Yup, they do quite poorly on random non-coding tasks:

https://aibenchy.com/compare/minimax-minimax-m2-7-medium/moo...

17 comments

XCSme

rmi_ 12 hours ago

Wild benchmark. Opus 4.6 is ranked #29, Gemini 3 Flash is #1, front of Pro.

I'm not saying it's bad, but it's definitely different than the others.

XCSme 11 hours ago
The main reason is that Claude models tend to ignore instructions. There is a failure example on the Methodology page.
- BoorishBears 11 hours ago
  
  > It is not my fault if Claude outputs something like "*1*, *1*", adding markdown highlighting, when most other models respect the required format correctly.
  Yuck. At that point don't publish a benchmark, explains why their results are useless too.
  -
  Edit since I'm not able to reply to the below comment:
  "I want structured output from a model that supports structured output but will not enable structured output, nor ask for an existing format like XML or JSON" is not really an interesting thing to benchmark, and that's reflected in how you have Gemini 2.5 Flash beating GPT-5.4.
  I really hope no one reads that list and thinks it's an AI leaderboard in any generalizable sense.
  
  2 replies →

usagisushi 15 hours ago

Interesting benchmark. It is notable that Gemini-3-Flash outperforms 3.1 Pro. My experience using Flash via Opencode over the past month suggests it is quite underrated.

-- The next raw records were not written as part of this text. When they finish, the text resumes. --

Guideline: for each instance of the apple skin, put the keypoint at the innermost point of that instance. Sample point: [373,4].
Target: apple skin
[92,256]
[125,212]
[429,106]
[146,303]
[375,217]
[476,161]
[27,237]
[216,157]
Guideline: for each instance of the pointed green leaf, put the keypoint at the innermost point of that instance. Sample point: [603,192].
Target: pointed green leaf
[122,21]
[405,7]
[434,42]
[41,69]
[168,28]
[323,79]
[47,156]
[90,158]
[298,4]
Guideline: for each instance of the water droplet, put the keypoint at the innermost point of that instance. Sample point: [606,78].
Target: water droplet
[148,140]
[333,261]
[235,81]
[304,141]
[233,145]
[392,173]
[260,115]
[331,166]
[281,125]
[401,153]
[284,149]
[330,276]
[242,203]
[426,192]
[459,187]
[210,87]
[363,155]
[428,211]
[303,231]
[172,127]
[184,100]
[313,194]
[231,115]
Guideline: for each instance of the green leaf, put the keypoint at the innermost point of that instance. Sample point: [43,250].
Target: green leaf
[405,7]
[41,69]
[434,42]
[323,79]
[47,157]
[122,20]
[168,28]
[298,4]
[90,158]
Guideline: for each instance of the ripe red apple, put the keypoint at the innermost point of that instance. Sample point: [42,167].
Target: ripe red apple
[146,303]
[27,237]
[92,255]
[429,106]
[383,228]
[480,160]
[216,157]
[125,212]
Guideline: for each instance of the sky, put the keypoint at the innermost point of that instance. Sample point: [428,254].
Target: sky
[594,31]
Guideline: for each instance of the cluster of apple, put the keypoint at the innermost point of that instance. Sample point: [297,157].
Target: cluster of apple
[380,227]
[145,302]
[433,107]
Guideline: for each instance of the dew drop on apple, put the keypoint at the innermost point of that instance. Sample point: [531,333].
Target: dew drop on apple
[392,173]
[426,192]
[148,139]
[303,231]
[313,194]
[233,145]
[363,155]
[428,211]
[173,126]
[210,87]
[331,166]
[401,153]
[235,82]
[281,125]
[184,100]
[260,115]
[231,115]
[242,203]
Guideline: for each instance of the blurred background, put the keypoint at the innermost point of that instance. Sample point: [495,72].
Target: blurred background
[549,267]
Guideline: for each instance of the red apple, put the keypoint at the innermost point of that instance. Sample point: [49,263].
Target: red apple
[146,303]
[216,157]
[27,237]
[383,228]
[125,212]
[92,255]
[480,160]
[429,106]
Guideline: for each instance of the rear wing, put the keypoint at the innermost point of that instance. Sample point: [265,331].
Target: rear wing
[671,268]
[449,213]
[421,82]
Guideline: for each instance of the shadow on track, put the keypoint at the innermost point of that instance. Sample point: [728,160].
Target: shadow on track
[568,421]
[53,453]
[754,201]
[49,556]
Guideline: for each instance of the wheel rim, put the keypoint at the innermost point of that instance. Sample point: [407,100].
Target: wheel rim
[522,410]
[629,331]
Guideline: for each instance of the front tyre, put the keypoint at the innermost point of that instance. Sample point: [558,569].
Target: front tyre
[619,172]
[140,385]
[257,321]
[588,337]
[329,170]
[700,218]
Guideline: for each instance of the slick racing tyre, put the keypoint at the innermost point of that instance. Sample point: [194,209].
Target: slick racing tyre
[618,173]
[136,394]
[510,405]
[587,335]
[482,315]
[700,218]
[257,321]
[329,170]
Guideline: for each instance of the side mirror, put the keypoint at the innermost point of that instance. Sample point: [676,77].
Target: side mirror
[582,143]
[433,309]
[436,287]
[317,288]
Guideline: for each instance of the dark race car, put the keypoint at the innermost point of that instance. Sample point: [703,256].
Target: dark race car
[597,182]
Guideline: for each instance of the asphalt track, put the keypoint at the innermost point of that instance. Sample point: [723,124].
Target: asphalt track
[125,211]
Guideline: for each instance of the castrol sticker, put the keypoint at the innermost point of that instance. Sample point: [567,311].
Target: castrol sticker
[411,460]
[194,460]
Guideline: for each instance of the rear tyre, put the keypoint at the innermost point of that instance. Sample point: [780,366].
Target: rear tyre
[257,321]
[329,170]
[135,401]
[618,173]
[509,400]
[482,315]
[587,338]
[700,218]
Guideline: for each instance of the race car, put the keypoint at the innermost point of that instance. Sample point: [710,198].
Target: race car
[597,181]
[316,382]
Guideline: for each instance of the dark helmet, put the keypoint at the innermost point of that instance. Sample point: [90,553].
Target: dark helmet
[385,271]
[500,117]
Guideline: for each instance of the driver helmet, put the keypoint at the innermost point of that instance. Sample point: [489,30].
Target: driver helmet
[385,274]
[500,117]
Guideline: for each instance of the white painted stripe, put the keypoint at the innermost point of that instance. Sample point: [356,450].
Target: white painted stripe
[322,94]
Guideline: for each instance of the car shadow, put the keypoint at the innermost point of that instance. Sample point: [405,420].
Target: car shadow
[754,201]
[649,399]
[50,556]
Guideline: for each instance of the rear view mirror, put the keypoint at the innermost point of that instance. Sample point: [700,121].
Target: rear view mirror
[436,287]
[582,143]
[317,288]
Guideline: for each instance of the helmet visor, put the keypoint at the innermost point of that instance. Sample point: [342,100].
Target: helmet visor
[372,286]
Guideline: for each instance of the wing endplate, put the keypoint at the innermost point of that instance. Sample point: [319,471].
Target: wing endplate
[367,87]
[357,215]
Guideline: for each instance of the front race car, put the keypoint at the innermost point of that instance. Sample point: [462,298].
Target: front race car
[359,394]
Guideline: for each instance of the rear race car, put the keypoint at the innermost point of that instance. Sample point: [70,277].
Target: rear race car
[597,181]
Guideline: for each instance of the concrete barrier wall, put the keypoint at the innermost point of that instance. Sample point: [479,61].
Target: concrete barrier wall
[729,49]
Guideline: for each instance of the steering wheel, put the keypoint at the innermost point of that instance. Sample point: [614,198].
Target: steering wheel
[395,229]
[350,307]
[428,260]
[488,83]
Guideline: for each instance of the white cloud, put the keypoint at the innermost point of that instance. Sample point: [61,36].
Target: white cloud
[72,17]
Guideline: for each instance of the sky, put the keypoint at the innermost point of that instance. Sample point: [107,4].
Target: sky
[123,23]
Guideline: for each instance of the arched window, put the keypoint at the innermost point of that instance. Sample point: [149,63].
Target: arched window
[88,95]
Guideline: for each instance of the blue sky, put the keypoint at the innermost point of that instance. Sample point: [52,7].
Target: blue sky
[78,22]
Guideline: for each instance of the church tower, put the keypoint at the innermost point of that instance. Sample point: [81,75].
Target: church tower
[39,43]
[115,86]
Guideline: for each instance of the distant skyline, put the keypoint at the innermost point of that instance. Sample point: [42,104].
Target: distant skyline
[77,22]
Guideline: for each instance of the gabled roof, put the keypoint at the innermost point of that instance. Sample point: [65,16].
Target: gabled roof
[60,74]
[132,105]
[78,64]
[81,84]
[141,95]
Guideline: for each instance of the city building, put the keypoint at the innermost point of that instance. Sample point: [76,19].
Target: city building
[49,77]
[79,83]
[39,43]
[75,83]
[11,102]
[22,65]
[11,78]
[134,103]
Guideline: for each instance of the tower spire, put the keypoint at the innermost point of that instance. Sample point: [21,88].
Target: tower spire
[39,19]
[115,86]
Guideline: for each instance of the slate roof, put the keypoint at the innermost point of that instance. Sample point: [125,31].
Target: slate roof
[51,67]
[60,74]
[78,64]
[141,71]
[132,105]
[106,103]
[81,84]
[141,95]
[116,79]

Needless to say, benchmarks are limited and impressions vary widely by problem domain, harness, written language, and personal preference (simplicity vs detail, tone, etc.). If personal experience is the only true measure, as with wine, solving this discovery gap is an interesting challenge (LLM sommelier!), even if model evolution eventually makes the choice trivial. (I prefer Gemini 3 for its wide knowledge, Sonnet 4.6 for balance, and GLM-5 for simplicity.)

wizee 16 hours ago

It’s worth also comparing Qwen 3.5, it’s a very strong model. Different benchmarks give different results, but in general Qwen 3.5, GLM 5, and Kimi K2.5 are all excellent models, and not too far from current SOTA models in capability/intelligence. In my own non-coding tests, they were better than Gemini 3.1 flash. They’re comparable to the best American models from 6 months ago.

vidarh 3 hours ago

While I like these models, if you're getting similar results to SOTA models from 6 months ago, I have to question how far you pushed those models 6 months ago. It is really easy to find scenarios were these models really underperform. They take far more advanced harnesses to perform reasonably (and hence the linked project). It's possible to get good results out of them, but it takes a lot of extra work.
I badly want to shift more of my work to them, and I'm finding ways of shifting more lower-level loads to them regularly, but they're really not there yet for anything complex.
XCSme 16 hours ago

I used qwen 3.5 plus in production, it was really good at instruction following and tool calling.
redoh 7 hours ago

we used Kimi 2.5, its really good

raincole 10 hours ago

I can't imagine anyone looking at this benchmark without laughing. It's so disconnected.

scotty79 10 hours ago

GLM 5 here is significantly better than GPT-5.4

anonyggs 9 hours ago

[dead]

comboy 11 hours ago

Not really related, but does anybody know if somebody's tracking same models performance on some benchmarks over time? Sometimes I feel like I'm being A/B tested.

XCSme 11 hours ago
Oh, I didn't think about this, that's a good idea. I also feel generally model performance changes over time (usually it gets worse).
The problem with doing this is cost. Constsntly testing a lot of models on a large dataset can get really costly.
- comboy 10 hours ago
  
  Yeah, good tests are associated with cost. I'd like to see benchmarks on big messy codebases and how models perform on a clearly defined task that's easy to verify.
  I was thinking that tokens spent in such case could also be an interesting measure, but some agent can do small useful refactoring. Although prompt could specify to do the minimal change required to achieve the goal.